Much of it was covered in his book Triumph of the City, which we were all tasked with reading this summer, but what wasn’t covered was his process. As an economist, he’s beholden to the standard accepted practices of economics, namely regression analysis, demographic data analysis, and time-series comparisons. He, however, goes beyond this in his writings and his talks to speak with personal familiarity of the cities he studies. When asked about this, his answer was “Wisdom comes from everywhere.” He doesn’t write about places he hasn’t visited (unless pressed by his publishers, which has only happened twice), and despite his libertarian training and inclinations, he readily supports strong, effective government as the key to building vibrant, livable cities.

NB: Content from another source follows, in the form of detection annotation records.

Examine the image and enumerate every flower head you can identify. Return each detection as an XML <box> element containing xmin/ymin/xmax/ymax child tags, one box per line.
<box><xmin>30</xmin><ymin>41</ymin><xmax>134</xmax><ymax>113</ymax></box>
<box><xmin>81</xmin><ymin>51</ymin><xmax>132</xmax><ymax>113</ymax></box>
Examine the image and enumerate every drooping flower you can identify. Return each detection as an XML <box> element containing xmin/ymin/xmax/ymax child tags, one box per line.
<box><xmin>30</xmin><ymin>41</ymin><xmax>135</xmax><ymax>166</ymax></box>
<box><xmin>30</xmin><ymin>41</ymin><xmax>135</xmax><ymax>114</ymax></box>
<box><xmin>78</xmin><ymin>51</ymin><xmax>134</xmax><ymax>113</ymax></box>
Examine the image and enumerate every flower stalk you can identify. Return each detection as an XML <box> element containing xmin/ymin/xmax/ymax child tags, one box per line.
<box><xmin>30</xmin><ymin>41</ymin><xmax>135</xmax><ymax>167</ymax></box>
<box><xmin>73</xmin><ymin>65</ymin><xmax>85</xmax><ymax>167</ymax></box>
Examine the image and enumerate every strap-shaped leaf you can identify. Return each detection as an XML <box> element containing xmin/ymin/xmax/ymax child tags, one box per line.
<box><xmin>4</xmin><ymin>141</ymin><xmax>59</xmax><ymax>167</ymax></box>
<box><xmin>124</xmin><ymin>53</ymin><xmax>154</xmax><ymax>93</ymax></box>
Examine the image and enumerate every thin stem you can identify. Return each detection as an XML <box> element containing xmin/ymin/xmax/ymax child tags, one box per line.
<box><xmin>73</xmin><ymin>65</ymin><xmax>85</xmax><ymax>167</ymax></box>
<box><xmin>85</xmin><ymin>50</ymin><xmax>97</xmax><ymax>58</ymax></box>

In this way, I think he makes a great model for the kind of urban science I aspire to. To study flexible, resilient cities across the globe, we as researchers must be flexible and resilient in our beliefs and perspectives, open to our preconceptions being challenged and our mind expanded by experience. We must be as dynamic as the cities we study and as vibrant as the people who inhabit them. There is wisdom everywhere and we must always be open to accepting it.